La dernière période cependant se démarquait des autres, en ceci qu’on en devinait le but, qu’on sentait le sujet réinvesti, là, à portée d’œil. Toute une vie ou presque à peindre de l’abstraction, malgré le choix d’un sujet figuratif de départ, pour finalement toucher au but d’un sujet assumé. Et on le sentait frémissant d’excitation face à cette découverte, avide de la partager avec son frère de pinceau, Patrick Paicheler. Lequel peint si différemment, technique, formats et sujet compris, qu’il ne pouvait qu’être neuf face à son contraire. Les deux hommes s’apprécient pour leur même souci d’exigence et une certaine parenté de caractère assise sur la pratique de l’humour. Gilbert Garcia est souvent impatient de savoir ce que cet autre en pense. De même que Patrick Paicheler réserve souvent sa première visite en France pour cet homme toujours sur le fil. La dernière période fut donc une découverte émerveillée pour quelqu’un qui connaissait toutes les étapes qui y avaient conduit.
Quelques fragments d’architecture recentrée finissaient par émerger du tableau, en son centre, ramassés, presque en volume. Le travail du fond rendait ces parallélépipèdes palpables.
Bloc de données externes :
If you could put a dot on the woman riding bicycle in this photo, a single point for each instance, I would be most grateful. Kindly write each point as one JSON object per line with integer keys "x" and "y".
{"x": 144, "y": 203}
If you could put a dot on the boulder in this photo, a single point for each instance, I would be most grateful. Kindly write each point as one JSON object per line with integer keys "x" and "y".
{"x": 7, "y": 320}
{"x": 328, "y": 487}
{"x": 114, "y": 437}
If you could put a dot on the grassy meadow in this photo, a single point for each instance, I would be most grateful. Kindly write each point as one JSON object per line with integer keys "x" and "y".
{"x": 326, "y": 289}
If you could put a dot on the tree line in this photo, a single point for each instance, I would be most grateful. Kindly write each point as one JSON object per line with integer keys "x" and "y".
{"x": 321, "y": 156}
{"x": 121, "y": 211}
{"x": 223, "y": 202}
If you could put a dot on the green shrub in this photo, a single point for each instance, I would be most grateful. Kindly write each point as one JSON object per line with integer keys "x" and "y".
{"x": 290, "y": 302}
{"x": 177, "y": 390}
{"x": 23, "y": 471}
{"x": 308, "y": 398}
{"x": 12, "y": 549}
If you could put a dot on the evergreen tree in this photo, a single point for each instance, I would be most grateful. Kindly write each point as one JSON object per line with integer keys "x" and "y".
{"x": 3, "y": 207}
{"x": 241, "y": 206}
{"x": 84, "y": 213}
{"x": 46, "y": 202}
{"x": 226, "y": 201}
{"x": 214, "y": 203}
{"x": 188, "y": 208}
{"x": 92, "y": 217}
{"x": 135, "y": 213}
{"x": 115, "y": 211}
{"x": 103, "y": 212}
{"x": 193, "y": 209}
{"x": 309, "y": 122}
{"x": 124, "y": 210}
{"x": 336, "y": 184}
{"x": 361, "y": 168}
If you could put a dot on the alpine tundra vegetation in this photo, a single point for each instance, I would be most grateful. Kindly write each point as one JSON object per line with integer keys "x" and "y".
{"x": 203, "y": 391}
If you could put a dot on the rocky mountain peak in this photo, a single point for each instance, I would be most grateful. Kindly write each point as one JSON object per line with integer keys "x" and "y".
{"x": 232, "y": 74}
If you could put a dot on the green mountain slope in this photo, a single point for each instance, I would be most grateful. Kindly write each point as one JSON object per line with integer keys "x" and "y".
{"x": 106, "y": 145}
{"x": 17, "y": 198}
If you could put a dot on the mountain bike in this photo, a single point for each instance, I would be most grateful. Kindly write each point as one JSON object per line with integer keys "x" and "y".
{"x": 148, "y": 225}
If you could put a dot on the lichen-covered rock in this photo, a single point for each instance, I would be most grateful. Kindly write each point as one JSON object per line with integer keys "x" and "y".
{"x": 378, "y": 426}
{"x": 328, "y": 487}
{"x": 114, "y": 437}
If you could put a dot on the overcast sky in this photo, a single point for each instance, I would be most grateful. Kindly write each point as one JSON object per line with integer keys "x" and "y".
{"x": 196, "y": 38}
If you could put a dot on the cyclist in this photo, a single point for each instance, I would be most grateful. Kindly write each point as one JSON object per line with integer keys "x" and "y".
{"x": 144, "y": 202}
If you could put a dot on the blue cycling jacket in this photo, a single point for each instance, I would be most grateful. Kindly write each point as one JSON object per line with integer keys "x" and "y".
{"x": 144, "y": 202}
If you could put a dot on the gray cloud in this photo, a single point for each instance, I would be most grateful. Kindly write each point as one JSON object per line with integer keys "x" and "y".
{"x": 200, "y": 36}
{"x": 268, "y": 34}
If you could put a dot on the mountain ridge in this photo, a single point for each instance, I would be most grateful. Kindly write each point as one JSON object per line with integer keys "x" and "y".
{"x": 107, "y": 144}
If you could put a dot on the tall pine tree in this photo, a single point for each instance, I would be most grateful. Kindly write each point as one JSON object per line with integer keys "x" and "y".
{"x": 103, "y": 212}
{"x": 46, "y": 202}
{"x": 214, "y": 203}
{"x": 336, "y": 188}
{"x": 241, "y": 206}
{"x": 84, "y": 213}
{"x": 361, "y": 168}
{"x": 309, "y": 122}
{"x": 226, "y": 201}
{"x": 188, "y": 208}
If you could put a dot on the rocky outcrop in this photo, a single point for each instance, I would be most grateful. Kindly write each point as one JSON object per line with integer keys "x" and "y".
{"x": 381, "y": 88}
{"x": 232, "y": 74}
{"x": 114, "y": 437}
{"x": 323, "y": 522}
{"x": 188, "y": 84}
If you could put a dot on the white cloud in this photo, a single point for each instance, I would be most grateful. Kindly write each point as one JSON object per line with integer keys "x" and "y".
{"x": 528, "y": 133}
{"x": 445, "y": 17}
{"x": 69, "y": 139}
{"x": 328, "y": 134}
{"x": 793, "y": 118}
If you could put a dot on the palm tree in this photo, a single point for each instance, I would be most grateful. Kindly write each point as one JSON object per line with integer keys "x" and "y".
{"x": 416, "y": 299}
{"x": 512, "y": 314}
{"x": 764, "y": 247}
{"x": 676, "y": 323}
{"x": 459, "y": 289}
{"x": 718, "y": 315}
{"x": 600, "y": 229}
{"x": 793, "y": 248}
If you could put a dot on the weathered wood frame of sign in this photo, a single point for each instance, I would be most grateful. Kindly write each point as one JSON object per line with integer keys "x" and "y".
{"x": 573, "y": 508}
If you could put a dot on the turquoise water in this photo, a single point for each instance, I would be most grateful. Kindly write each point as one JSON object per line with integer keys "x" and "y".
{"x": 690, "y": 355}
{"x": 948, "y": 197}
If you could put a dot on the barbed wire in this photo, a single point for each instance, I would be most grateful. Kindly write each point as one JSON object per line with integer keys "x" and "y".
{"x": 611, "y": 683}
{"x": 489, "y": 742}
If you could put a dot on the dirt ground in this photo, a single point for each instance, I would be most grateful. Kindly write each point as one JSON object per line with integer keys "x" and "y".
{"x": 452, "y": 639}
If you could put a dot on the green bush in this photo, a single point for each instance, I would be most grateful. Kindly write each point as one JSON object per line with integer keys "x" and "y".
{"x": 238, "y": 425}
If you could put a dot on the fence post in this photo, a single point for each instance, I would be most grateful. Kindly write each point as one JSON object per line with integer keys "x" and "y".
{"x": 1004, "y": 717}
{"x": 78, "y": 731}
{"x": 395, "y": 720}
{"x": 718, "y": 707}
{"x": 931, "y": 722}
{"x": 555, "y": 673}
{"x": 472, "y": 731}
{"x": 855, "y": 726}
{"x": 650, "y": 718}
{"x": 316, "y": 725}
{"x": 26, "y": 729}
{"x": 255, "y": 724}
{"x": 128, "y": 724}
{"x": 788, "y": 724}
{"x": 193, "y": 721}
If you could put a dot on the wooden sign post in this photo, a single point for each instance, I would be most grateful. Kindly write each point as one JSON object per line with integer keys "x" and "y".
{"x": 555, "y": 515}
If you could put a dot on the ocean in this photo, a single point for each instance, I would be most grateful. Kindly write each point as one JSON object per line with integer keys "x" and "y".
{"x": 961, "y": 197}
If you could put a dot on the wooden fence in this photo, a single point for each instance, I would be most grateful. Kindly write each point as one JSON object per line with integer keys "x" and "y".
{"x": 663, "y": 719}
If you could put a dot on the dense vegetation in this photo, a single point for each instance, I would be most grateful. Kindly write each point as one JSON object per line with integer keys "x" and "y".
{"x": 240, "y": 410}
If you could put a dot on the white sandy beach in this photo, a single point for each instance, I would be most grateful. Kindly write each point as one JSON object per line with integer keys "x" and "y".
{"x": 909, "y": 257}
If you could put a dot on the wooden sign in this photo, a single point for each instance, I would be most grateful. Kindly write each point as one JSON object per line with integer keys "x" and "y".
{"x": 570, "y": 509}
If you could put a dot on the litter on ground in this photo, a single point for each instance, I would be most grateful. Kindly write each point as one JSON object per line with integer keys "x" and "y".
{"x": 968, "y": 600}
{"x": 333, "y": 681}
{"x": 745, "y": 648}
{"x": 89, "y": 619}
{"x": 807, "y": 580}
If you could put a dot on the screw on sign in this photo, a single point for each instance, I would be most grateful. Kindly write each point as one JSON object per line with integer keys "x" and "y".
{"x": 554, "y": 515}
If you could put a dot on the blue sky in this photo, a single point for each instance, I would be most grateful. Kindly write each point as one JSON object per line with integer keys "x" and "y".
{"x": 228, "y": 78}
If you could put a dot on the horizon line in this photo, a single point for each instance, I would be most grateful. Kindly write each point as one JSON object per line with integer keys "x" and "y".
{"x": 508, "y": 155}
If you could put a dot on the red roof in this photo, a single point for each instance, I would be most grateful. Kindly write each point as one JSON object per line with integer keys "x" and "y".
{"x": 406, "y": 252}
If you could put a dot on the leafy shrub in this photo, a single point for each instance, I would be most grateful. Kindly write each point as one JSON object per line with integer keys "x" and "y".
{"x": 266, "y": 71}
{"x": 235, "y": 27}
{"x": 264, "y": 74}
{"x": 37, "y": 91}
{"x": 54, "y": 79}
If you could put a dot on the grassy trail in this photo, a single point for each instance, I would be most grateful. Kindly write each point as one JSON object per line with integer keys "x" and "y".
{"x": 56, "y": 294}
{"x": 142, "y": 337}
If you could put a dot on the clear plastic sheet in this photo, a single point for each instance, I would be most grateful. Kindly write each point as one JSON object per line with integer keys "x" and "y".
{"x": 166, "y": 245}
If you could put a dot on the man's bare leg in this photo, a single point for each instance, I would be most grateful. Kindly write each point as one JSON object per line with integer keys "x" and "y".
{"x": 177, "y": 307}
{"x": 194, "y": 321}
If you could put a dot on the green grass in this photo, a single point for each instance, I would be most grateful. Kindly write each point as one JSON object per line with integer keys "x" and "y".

En variation sur le même thème, toute une série approfondissait leur possibilité de disposition dans d’infimes variations. Une gamme bleutée jouait à être de la lumière, incluant elle aussi toutes sortes de possibilités chromatiques exploitées à coups de plus ou moins de blanc. L’ensemble laissait une impression durable de paix, d’harmonie et d’au-delà dans un calme éternel. Il était extrêmement difficile de déterminer lequel on préférait même si on avait envie d’opter pour le dernier, qui semblait plus abouti. Il s’amusait alors à en modifier l’agencement selon une composition soigneusement établie pendant qu’on s’éloignait un peu, boire un café, se dorer au soleil, faire une sieste. A notre retour dans l’atelier-aimant, il nous reposait la question et on voyait qu’il avait brouillé les cartes, battu le jeu, mais on ne pouvait retrouver le tableau préféré, ou alors pas à coup sûr. C’était une série qui se tenait tellement qu’il aurait bien voulu qu’un éventuel acheteur les prenne toutes d’un coup, et que lui Gilbert en règle l’accrochage. Il les posait au sol encore et encore, ordonnancement secret remodifié et se régalait de leur plénitude qu’il voyait dans nos yeux, percevait à nos silences émus. Rarement travail m’aura touchée à ce point. Il avait trouvé le non-lieu, celui où les humains n’accèdent qu’après leur mort. Et ça lui faisait peur.